Farmer warns rising feed costs will hit food prices
BBCA farmer has warned food prices could rise as the agriculture sector continues to deal with the aftermath of last summer's drought.
The Met Office declared the summer of 2025 was the hottest since records began in 1884, which led to a drought being declared across the Midlands from July until December.
Oli Lee, a farmer from Slawston in South Leicestershire, said the dry weather led to a drastic reduction in the supply of silage - grass harvested and stored in the summer to feed livestock over winter.
He said the price of silage had risen drastically as a result, which would reduce the amount of food farmers supplied to supermarkets and in turn increase prices.
Lee, who runs the 400-acre farm with his wife and father-in-law, said: "It started around May time, we noticed it getting very dry.
"Our grass stopped growing and that's what we rely on to feed and graze our cattle and sheep."
He added his farm produced about a third of the grass it would usually expect over the summer and the dry conditions were so widespread, it made it harder to source feed from elsewhere.

"Because the drought and the weather extremes are hitting everybody, that product just isn't there," he said.
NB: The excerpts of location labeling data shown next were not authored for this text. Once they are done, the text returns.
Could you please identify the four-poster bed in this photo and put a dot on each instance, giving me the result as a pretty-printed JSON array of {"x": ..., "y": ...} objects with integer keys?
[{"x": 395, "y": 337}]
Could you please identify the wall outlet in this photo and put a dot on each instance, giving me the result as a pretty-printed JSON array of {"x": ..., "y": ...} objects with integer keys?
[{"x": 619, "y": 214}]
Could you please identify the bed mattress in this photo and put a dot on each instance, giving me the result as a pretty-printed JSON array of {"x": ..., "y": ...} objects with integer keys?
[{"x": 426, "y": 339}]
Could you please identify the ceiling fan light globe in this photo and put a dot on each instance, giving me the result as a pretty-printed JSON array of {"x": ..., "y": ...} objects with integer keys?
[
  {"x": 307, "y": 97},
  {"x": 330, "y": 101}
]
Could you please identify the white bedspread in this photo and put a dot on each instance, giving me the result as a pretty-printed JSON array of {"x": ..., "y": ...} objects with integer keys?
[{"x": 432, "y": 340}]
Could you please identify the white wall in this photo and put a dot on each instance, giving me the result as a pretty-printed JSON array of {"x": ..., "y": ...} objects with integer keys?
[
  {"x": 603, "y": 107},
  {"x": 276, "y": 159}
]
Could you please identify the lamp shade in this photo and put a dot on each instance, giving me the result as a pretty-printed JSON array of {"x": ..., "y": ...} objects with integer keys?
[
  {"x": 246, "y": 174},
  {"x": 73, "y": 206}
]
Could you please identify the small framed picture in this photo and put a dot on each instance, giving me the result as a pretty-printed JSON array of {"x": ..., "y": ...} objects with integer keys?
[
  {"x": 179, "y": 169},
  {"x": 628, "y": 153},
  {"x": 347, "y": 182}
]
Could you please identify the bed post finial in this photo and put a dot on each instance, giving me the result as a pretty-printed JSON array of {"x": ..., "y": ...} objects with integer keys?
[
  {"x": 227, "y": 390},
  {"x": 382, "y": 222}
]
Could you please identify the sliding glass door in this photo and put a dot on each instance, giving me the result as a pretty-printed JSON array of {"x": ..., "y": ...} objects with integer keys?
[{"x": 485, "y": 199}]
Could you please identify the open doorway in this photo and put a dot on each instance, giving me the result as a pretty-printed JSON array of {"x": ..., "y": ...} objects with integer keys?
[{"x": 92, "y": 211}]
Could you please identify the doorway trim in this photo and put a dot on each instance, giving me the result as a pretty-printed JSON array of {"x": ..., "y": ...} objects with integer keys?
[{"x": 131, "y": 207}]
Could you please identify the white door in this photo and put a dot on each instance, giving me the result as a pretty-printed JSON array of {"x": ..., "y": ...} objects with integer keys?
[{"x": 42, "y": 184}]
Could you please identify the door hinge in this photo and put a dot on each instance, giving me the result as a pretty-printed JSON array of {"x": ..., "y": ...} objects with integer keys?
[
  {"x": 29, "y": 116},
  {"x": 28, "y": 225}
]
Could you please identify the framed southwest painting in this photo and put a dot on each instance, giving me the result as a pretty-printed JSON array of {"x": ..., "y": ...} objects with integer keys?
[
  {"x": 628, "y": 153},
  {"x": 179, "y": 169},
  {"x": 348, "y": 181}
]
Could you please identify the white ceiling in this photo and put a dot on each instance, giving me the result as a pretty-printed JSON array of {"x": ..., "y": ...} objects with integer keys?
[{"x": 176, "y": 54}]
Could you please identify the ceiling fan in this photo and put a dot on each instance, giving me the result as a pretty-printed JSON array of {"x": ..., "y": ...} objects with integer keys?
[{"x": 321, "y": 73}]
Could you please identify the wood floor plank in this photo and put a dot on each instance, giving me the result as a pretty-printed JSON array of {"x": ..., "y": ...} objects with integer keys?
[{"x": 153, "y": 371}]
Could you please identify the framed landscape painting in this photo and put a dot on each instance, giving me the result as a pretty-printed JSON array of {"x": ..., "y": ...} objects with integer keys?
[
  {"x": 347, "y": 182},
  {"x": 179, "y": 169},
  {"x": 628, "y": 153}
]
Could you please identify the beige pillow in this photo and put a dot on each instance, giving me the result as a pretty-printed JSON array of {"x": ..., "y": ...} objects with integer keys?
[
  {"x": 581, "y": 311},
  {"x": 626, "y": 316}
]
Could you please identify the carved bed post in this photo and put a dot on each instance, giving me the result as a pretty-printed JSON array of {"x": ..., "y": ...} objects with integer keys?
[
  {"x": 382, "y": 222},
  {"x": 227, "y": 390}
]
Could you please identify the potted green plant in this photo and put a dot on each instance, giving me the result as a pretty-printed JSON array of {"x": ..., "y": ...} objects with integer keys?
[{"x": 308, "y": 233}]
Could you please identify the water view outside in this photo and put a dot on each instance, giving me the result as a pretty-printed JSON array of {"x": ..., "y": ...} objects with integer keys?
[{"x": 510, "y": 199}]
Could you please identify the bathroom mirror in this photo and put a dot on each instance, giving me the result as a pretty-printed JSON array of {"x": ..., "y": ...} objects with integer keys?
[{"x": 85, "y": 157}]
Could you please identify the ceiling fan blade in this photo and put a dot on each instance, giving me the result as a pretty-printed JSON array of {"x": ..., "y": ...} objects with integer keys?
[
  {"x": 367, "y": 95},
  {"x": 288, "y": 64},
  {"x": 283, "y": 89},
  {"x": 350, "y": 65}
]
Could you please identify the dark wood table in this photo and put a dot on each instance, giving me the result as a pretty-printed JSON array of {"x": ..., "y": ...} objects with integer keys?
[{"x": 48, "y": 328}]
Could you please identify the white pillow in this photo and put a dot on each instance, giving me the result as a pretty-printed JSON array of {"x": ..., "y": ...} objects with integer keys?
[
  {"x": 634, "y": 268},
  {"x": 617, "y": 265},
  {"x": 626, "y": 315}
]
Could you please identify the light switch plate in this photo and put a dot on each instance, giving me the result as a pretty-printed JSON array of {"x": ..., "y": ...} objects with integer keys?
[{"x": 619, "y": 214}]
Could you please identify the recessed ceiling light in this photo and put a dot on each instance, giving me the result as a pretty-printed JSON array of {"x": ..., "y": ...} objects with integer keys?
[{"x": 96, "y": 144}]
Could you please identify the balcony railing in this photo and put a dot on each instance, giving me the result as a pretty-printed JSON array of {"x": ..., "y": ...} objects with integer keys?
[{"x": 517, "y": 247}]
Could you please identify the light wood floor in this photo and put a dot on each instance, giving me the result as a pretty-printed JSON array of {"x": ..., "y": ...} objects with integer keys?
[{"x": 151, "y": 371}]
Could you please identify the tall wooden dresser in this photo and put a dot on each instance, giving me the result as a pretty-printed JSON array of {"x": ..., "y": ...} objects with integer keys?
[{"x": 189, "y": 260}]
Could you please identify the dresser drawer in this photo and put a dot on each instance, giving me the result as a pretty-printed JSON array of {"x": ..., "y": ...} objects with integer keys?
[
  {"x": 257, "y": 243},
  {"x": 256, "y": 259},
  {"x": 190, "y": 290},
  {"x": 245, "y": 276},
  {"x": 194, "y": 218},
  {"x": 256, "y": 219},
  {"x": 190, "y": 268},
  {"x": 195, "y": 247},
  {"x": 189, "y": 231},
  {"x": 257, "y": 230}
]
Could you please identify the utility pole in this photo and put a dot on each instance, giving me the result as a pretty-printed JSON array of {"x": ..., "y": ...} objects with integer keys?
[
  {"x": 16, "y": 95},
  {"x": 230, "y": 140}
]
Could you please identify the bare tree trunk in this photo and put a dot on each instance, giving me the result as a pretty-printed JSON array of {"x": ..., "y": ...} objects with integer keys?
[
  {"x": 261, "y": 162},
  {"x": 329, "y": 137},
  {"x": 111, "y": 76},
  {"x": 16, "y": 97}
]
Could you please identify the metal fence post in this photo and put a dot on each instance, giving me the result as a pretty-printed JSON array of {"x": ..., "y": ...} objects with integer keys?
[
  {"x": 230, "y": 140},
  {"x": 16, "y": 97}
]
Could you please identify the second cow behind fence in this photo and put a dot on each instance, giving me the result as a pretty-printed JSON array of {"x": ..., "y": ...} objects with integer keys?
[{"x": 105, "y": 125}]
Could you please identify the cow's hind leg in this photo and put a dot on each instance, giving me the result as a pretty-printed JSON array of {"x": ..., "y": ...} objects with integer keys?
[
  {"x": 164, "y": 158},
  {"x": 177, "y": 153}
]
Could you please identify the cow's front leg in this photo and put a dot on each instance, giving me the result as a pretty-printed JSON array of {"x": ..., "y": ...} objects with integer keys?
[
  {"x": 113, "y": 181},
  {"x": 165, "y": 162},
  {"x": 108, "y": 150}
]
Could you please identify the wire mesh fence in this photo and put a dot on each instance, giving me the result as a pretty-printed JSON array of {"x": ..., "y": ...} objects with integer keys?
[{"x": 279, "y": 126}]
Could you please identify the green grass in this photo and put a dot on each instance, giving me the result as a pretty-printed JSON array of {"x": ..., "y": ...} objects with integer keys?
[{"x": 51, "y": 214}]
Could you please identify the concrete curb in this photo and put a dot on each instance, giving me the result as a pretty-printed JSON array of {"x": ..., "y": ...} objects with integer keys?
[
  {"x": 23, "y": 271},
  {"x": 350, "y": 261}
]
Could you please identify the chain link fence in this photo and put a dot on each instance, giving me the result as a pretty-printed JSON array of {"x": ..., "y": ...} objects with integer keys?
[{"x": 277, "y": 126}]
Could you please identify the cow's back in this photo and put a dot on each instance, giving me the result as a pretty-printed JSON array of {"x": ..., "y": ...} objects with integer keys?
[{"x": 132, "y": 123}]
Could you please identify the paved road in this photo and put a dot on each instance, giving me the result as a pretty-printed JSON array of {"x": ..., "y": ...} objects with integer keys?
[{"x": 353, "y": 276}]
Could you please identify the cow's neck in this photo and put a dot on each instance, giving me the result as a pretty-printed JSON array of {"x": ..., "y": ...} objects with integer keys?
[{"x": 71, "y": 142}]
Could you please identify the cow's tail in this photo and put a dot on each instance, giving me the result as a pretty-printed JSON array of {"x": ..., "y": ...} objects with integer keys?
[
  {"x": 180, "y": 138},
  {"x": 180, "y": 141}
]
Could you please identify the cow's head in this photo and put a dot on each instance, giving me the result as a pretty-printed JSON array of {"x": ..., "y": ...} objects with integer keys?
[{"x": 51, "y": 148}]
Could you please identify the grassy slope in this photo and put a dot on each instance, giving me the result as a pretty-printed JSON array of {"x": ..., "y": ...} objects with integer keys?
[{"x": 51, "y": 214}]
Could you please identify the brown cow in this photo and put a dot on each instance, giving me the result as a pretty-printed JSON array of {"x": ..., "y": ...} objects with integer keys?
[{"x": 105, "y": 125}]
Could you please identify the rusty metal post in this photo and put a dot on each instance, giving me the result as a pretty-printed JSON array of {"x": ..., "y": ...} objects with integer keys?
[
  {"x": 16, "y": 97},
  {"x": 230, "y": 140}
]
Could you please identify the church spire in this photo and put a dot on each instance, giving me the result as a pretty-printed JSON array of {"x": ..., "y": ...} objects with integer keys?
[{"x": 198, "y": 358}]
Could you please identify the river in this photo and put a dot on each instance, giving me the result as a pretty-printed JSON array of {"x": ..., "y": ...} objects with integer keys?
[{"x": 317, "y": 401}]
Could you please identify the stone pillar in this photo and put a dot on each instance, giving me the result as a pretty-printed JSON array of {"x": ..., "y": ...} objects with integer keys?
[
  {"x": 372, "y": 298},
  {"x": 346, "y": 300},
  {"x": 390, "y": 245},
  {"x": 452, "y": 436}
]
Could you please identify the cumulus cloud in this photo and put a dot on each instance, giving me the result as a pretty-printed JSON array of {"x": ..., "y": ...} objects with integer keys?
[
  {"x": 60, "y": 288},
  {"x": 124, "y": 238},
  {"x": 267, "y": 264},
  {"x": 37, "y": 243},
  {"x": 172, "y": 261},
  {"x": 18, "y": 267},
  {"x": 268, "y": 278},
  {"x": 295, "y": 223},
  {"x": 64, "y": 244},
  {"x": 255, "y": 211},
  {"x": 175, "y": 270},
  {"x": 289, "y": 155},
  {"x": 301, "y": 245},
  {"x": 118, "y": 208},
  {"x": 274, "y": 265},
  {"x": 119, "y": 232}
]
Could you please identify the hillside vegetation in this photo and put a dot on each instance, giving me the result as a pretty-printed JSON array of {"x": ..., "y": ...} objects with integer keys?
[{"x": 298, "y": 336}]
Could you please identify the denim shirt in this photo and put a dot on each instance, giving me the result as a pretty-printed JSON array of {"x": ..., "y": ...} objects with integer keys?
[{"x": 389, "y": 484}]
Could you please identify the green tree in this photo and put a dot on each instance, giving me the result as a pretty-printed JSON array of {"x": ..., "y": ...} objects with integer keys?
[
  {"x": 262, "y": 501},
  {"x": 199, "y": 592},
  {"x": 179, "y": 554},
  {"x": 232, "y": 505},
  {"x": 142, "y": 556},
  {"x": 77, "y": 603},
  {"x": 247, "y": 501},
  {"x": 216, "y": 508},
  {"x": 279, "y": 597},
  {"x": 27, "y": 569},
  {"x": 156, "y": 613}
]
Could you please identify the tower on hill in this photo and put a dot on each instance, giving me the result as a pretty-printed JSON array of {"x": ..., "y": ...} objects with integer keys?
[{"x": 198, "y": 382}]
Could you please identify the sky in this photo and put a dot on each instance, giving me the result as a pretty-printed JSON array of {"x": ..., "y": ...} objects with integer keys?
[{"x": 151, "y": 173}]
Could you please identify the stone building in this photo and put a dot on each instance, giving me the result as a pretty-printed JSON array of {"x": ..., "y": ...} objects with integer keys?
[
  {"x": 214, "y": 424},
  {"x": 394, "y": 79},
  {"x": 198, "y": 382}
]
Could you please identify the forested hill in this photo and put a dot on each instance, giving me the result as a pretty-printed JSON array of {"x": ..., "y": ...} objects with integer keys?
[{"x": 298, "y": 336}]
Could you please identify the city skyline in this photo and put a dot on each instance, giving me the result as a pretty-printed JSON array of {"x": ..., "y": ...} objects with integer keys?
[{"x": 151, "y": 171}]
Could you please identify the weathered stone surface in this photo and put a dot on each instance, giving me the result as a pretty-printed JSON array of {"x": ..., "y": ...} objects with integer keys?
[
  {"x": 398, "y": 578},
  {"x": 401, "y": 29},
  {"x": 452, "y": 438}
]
"The little bits of surplus people are able to acquire are obviously commanding very high prices, to the point where it's just not worth purchasing that feed.
"I keep doing daily budgets on how much feed we've got for this winter.
"If we have a decent spring, where we get animals back out on to the field, we'll probably just make it through, but we won't have any feed left at that point so it's cutting it very fine."
Lee, who is also chair of the NFU's Midlands Livestock Board, said: "As farmers, we're price takers so we have to sell our product onto the market at the price we're offered.
"But where the impact is felt is that supply will reduce, because we just can't supply as much because of these challenges and that's where shortages will occur and therefore food prices go up."